General Joseph Dunford has said that Obama’s plan for the future of Afghanistan is a “transition” that has no similarity to the withdrawal of US troops from Iraq in 2011, The Washington Post reported on Wednesday.

Last month, Obama announced in the White House Rose Garden that Washington will keep “approximately 9,800” troops in Afghanistan after 2014. He also said “by the end of 2016, our military will draw down to a normal embassy presence in Kabul.”

According to a senior US military official who spoke with The Washington Post on condition of anonymity, about 12,000 conventional troops including 8,000 US troops will remain in Afghanistan after 2014.

In order to reach Obama’s announced total of 9,800 troops, Washington will also leave a counterterrorism force of about 1,800 in the country.

“Right now, I don’t have any concerns [about] getting to 12,000” for the conventional force, Dunford told a small group of reporters in Brussels, indicating that the United States is certain Afghanistan’s next president, to be elected in a June 14 runoff, will sign the bilateral security agreement Washington needs to keep troops in the country beyond 2014.

Last month, a Foreign Policy magazine article said the “dirty secret about Obama’s Afghan plan” is that an “invisible army” of US officials and intelligence personnel will remain in the country well in the future.

According to the article, what remains unclear is the extent of US operations under the auspices of agencies like the US Agency for International Development (USAID), which was recently in the headlines for the covert creation of a text-based social network to stir political unrest in Cuba.

US foreign service officers in Afghanistan will work “alongside scores more from USAID, the Justice Department, the Department of Agriculture” and “a clandestine force reportedly including hundreds of personnel from the CIA and other agencies,” the article read.

This comes as Afghan President Hamid Karzai cast doubt on Washington’s intentions in his country following a secret deal between the US government and the Taliban militant group which led last week to the release of Sgt.

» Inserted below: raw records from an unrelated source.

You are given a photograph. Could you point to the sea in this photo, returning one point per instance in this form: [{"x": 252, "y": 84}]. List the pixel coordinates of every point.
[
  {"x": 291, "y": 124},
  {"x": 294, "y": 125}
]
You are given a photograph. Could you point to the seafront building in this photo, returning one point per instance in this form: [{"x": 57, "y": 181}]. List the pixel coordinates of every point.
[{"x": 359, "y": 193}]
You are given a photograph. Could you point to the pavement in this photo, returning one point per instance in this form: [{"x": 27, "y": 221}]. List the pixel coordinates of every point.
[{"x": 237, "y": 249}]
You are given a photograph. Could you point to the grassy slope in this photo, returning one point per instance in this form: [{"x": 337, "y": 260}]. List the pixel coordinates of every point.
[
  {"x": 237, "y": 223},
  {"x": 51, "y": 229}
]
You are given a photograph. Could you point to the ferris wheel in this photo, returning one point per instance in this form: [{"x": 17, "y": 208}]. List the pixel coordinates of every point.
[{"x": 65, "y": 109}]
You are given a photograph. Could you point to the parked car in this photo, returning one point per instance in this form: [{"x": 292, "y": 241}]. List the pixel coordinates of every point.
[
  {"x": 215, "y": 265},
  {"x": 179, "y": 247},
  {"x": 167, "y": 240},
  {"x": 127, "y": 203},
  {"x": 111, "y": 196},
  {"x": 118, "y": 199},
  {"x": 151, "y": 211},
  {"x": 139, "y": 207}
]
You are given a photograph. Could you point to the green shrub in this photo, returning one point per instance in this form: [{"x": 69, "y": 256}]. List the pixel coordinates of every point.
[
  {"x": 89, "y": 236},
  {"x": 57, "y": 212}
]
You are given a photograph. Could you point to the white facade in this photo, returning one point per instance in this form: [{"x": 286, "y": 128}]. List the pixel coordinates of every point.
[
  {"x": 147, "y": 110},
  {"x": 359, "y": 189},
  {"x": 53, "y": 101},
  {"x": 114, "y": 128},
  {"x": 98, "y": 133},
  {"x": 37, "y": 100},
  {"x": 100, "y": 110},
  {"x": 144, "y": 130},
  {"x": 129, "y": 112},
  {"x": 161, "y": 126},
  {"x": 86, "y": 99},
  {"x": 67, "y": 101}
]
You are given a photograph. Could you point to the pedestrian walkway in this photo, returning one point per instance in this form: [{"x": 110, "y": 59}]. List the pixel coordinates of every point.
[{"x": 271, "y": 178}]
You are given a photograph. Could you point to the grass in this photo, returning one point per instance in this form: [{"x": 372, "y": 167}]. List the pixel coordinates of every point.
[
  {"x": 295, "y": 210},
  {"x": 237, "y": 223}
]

Bowe Bergdahl in exchange for five Afghan prisoners held at the notorious US-run prison at Guantanamo Bay.

“The president is now even more distrustful of US intentions in the country,” an unnamed senior source at Karzai’s palace in Kabul said on Monday.

“He is asking: How come the prisoner exchange worked out so well, when the Afghan peace process failed to make any significant progress?” the source added, referring to negotiations with the Taliban.